Mit einem Beitrag zu „Bildung in den jüdischen Ghettos im zweiten Weltkrieg“ eröffnete HANNA SCHLECHTER (Hamburg) den folgenden Tag. Nach einer ersten Sichtung von Literatur und Quellen gehe sie über Annahmen der Literatur hinaus, indem sie thesenhaft formuliere, dass Bildung und Erziehung nicht nur geistigen Widerstand, Eskapismus und Überlebenssicherung bedeuteten, sondern auch im Ghetto in ihrer gesellschaftlichen Funktion betrachtet werden müssen. Die damit zusammenhängende Beantwortung der Frage, inwiefern unter den Extrembedingungen in einem Ghetto von einer gesellschaftlichen Funktion von Bildung und Erziehung gesprochen werden könnte, stelle eine besondere Herausforderung dar. Auf dem Hintergrund ihrer These entwarf sie ein Interpretationsschema, das der Quellenanalyse dienen solle und dem Plenum vorgestellt wurde. Hier wurde gefragt, inwiefern die analytischen Kategorien dem Gegenstand gerecht werden könnten.

VERONIKA WABNITZ (Potsdam) hingegen lenkte den Blick auf die Nachkriegszeit und stellte sich dem Anspruch einer ungeteilten Berliner Nachkriegsgeschichte am Beispiel der Schulpolitik zwischen 1948 und 1961. So eröffnete sie ihren Vortrag mit einem Blick auf die geteilte und kooperierende Geschichtsschreibung, wobei sich im letzteren Gebiet eher ein Forschungsdesiderat aufzeigen ließe dem sie entgegenwirken möchte. So stellte sie zwei Konzepte, die „asymmetrisch verflochtene Parallelgeschichte“ nach Kleßmann und die „histoire croisée“ von Werner und Zimmermann zur Diskussion mit der Frage, inwiefern diese nutzbringend sein könnten für den Versuch einer integrierten Berliner Schulgeschichte. Dabei möchte Wabnitz sich weniger für einen Ansatz entscheiden, als vielmehr beide kombinieren. So ermögliche das Konzept der „asymmetrisch verflochtenen Parallelgeschichte“ die Verbindung von systematischen und chronologischen Elementen anhand spezifischer Leitlinien der deutschen Nachkriegsgeschichte. Die „histoire croisée“ hingegen ermögliche mit ihrem Ansatz einer „induktiven Pragmatik“ den Blick auf die individuelle Beobachter- und Akteursebene.

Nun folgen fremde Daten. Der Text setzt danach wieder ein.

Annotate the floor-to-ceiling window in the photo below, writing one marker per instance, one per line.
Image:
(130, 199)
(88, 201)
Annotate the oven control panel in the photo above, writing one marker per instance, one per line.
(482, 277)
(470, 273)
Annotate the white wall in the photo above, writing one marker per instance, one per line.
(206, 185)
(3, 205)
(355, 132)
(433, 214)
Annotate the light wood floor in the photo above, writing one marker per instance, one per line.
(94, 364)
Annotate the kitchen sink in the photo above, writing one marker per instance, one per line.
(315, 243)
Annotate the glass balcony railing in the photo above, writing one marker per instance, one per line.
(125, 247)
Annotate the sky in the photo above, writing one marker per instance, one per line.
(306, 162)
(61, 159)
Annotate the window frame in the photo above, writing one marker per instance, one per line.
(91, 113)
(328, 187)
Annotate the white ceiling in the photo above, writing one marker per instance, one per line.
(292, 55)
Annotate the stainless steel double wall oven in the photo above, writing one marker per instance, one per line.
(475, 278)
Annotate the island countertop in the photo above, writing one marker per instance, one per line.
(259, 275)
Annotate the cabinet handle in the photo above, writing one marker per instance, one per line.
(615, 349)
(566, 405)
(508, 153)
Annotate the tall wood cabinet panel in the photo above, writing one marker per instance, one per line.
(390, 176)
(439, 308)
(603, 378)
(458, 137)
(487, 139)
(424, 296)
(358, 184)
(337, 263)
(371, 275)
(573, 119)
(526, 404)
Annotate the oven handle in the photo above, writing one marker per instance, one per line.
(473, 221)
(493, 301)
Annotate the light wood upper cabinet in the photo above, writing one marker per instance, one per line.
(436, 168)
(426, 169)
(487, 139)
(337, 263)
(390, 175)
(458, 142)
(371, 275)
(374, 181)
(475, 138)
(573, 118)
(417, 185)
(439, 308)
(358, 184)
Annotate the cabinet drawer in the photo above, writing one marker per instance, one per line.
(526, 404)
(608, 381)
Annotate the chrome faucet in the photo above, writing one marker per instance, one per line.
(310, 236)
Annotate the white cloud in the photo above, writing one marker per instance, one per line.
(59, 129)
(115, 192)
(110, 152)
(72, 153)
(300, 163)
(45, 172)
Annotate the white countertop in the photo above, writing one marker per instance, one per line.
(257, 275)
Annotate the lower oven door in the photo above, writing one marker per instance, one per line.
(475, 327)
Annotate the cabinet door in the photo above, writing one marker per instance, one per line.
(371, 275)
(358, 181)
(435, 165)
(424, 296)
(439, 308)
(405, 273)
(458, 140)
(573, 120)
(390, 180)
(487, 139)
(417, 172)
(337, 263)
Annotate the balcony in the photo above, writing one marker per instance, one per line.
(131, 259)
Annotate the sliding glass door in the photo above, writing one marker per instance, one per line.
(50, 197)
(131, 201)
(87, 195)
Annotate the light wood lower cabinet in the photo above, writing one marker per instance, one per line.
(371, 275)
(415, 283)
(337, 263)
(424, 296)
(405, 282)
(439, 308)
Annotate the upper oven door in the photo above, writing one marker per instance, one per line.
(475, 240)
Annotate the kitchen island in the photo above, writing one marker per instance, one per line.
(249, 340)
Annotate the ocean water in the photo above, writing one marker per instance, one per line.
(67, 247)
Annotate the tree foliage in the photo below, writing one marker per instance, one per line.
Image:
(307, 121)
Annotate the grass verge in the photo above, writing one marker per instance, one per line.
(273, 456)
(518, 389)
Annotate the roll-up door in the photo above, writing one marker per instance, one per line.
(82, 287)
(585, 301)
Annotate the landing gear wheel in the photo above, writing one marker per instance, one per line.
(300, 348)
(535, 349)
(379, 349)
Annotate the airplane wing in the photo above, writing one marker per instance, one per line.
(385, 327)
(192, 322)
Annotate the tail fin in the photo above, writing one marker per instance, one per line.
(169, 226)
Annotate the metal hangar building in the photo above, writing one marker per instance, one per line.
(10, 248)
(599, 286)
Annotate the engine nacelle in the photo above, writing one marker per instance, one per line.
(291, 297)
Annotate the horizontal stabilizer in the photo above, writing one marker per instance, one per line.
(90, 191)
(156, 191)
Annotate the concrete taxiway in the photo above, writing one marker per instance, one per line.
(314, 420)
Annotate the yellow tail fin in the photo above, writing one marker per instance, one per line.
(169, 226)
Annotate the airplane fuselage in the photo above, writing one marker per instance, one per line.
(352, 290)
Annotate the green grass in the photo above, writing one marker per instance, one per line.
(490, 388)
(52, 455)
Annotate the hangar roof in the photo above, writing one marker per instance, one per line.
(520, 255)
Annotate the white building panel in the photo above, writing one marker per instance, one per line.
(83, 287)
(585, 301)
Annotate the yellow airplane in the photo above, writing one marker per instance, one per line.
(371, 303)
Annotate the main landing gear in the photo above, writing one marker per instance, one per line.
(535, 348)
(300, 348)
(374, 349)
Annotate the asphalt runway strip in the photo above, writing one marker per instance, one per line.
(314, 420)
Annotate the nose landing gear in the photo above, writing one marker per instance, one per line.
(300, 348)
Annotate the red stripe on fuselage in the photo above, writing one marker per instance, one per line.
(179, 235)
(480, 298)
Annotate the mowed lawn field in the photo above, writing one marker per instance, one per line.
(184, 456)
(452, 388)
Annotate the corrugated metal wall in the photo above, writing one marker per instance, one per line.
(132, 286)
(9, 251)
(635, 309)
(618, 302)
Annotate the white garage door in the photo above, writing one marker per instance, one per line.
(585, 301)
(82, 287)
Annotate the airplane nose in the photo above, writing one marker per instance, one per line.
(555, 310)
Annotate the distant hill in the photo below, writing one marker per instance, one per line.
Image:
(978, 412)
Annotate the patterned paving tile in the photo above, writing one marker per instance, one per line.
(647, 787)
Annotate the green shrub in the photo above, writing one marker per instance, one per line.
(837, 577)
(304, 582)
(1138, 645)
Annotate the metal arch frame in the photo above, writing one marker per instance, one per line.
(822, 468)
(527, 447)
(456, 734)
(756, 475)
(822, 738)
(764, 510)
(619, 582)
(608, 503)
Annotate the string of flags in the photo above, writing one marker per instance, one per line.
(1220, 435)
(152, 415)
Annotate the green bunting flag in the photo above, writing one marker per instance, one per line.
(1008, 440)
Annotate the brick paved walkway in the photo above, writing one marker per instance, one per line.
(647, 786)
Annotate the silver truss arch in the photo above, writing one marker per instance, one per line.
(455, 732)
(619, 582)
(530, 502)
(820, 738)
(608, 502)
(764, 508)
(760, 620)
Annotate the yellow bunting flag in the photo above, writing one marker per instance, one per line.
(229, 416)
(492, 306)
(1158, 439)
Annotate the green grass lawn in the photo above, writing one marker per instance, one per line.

Z. ECE KAYA (Frankfurt a.M.) stellte ihre Dissertation unter dem Vortragstitel „Weiße Grenzen – Bildungsinstitutioneller Umgang mit ideengeschichtlich-politischen Konflikten als Frage humanistischer Bildung am Beispiel des Verhältnisses von Europa zu Afrika“ vor. Sie setze sich damit auseinander, wie deutsche, „weiße“ Institutionen der politischen Bildung mit menschenrechtlichen Normen in ihrer Darstellung von Flüchtlingen aus Afrika umgehen. Dabei fokussiere sie insbesondere die Widersprüche zwischen Menschenrechten und deutschen Institutionen politischer Bildung. Quellenbasis seien zwischen 2005 und 2010 erschienene Publikationen der Institutionen der Bundeszentrale für politische Bildung und Pro-Asyl, die sie anhand der kritischen Diskursanalyse untersuche. Anliegen ihres Vortrags war die Diskussion der historischen Kontextualisierung ihrer Arbeit, die Kaya besonders auf die NS-Kolonialpolitik und die damit verbundenen pädagogischen Konzepte konzentrieren wolle. Hier wurde vorgeschlagen, den historischen Rekurs nicht selektiv auf eine Phase und hervorstechende Akteure zu konzentrieren, sondern den Blick auf das breitere Spektrum der Kolonialvergangenheit und den Postkolonialismus zu weiten.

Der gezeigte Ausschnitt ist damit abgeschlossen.